Editing Slavery Out of the Constitution
Originalists must be careful not to overlook the fact that the Constitution had as one of its primary intentions the protection of slave property?
Charles Krauthammer this morning praises Republicans for upholding "constitutionalism," which Krauthammer defines as
the intellectual counterpart and spiritual progeny of the “originalism” movement in jurisprudence. Judicial “originalists” (led by Antonin Scalia and other notable conservative jurists) insist that legal interpretation be bound by the text of the Constitution as understood by those who wrote it and their contemporaries.
But this call to intellectual arms raises a question. The Constitution "as understood by those who wrote it and their contemporaries" had as one of its primary intentions the protection of slave property.
Article IV, Section 2 required free states to return runaway slaves to their owners.
Article I, Section 2 - the notorious “three-fifths clause” - conferred disproportionate power within the national government to slaveholding states. (Absent the 3/5 clause, for example, John Adams would have defeated Thomas Jefferson in the presidential election of 1800.)
That same three-fifths clause also effectively prohibited Congress from using its taxing power to suppress slavery.
Article I, Section 9, protected the slave trade for 20 years, also creating a 20 year window for slave states to bulk up their numbers under the 3/5 clause.
Slaves were among the most valuable forms of property protected by the Fifth Amendment: by some calculations, the cash value of the slave property of the South exceeded the value of all real estate in the South.
Slavery was not some minor dispensable detail. It was integral to the whole system of government as originally intended, and it took a terrible war to put an end to the consequences of that original intent.

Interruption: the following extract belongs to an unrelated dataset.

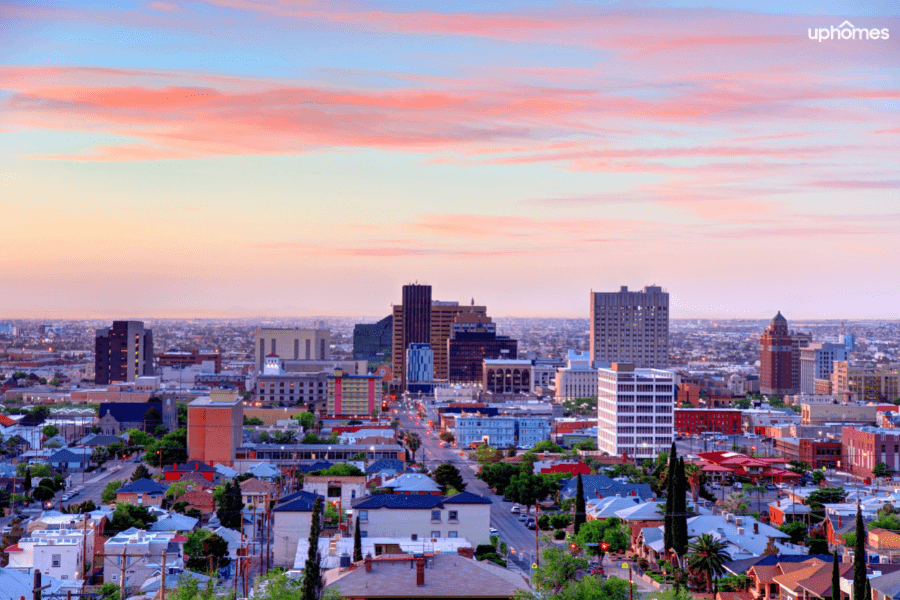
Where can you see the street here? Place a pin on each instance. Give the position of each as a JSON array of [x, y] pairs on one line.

(One of the most poignantly ignorant things said during the debate over the reading of the Constitution was this, at the Ace of Spades blog: "[L]et's maybe be a little reverential about observing the rules that have kept this a functioning, peaceful democracy for 230 years." A peaceful democracy for 230 years? Tell it at Gettysburg.)
Slavery has been dead and gone a long time, and a busy modern Congress facing a huge array of urgent business has no particular need to re-debate issues settled a century and a half ago. But - BUT! - if you noisily proclaim your intention to rededicate the US government to - in Krauthammer's phrase- the original intent of the authors of the Constitution, there's something more than a little creepy about editing the document in ways precisely and specifically intended to conceal one of the most important elements of that intent.
UPDATE:
Commenters below ask: what's wrong with reading aloud the text of the Constitution as now in force? Answer: of course nothing.*
My blog post concerned a different point, Charles Krauthammer's suggestion that the new "constitutionalism" we are hearing about is a movement devoted to enforcing the Constitution (in Dr K's words) "as understood by those who wrote it and their contemporaries."
It is if we want to understand that constitution - the Constitution as written in 1787 - that the excision of slavery references becomes so troublesome. The commenters who say that slavery has been removed from the Constitution of 2010 are correct. But you can't simultaneously say that the "real" Constitution is the Constitution that people had in mind in 1787 - and then only partially reproduce that 1787 Constitution as it was. On the other hand, if what matters is the Constitution as we have it, then James Bingham is as much a framer of the Constitution as John Madison - and the ideas and beliefs of the winners of the Civil War are as relevant to the meaning of the Constitution as the ideas and beliefs of the winners of the Revolutionary War.
* Other of course than the not very subtle insinutation that your political opponents are less respectful of the Constitution than you, but then the Democrats did a lot of that during the Bush years. Turnabout is fair play.